Perdi meu Corpo chega para confrontar o que esperamos das animações. O longa francês original da netflix traz uma narrativa sensível e muito diferente do que grandes estúdios como a Disney e Dream Works nos habituaram a assistir. Candidato ao Oscar na categoria, Perdi meu Corpo é um filme que transita entre gêneros do cinema, e constrói ternura numa narrativa que tem tudo para ser macabra.
Uma mão decepada foge do que parece um hospital e inicia sua jornada. Enquanto acompanhamos sua aventura por Paris, somos levados ao passado, quando ela ainda tinha um corpo, o de uma criança. Entre memórias e o presente, temos uma terceira linha temporal que mostra Naoufel como jovem adulto, órfão, e tentando sobreviver sendo o pior entregador de pizza de Paris. O filme não é sútil em nos revelar que a mãozinha, no maior estilo Família Adams, pertence a Naoufel, mas só vamos entender como eles vieram a se separar mais para o final do longa. A história parece uma loucura e nos cativa facilmente pela sua bizarrice e sensibilidade, e, apesar de enxergarmos que ela tem muitas coisas nas entrelinhas, o sentimento de “será que estou entendendo ou apenas existindo?” é inevitável.

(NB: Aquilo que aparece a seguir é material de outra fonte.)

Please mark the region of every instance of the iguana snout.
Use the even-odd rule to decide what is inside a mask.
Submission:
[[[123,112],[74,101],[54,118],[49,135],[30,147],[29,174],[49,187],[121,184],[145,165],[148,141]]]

O nome do filme é Perdi Meu Corpo, e não Minha Mão e essa já é a primeira dica: o longa é sobre a mãozinha, ela é nossa protagonista. Ela e Naoufel representam os dois pensamentos que o filme quer discutir: Livre Arbítrio e Determinismo, respectivamente. Na narrativa da mãozinha, vemos a sua constante recusa em aceitar o destino, desde o primeiro instante, quando ela abre um refrigerador, escala um esqueleto e foge do hospital, o embate com a pomba, a luta contra ratos famintos no metrô e até o gesto carinhoso com o bebê (meu deus, sim, essa mãozinha passa por poucas e boas). Ela representa o poder da escolha, da resiliência e contrasta com a vida de Naoufel.
O jovem ficou órfão ainda criança e foi morar com o tio, alguém nada qualificado para cuidar de outras pessoas, diga-se de passagem. Observando a triste vida do entregador de pizzas, vemos como Naoufel aceitou o destino – sua vida foi destruída e ele sente que seu destino é desaparecer, aceitar as coisas como elas ocorrem para ele. Diria, inclusive, que essa necessidade de ser invisível é uma defesa, um jeito de se esconder do destino e das coisas ruins que ele sempre traz ao jovem. Muito cedo, Naoufel foi levado a acreditar que o controle da sua vida não está em suas mãos – perdão.
É como dizem: coisas ruins acontecem a gente não pode evitar, mas o que esta no nosso controle é a forma como reagimos a esses obstáculos.
Quando acompanhamos a infância de Naoufel, vemos a sua relação com a mão de uma forma normal e natural, juro haha. Juntos, eles sentem e interagem com o ambiente a sua volta, e a fotografia acerta muito em valorizar a banalidade de uma criança e como ela usa a mão para experimentar o mundo. São nesses momentos que a sensibilidade do longa fala mais alto. As cenas de memórias são preto e brancas, num tom nostálgico, e sempre com a cara de lembrança, incompletas, com momentos marcantes, mas que não tem começo e nem fim. E aí chegamos na tal cena da mosca – uma das primeiras do longa.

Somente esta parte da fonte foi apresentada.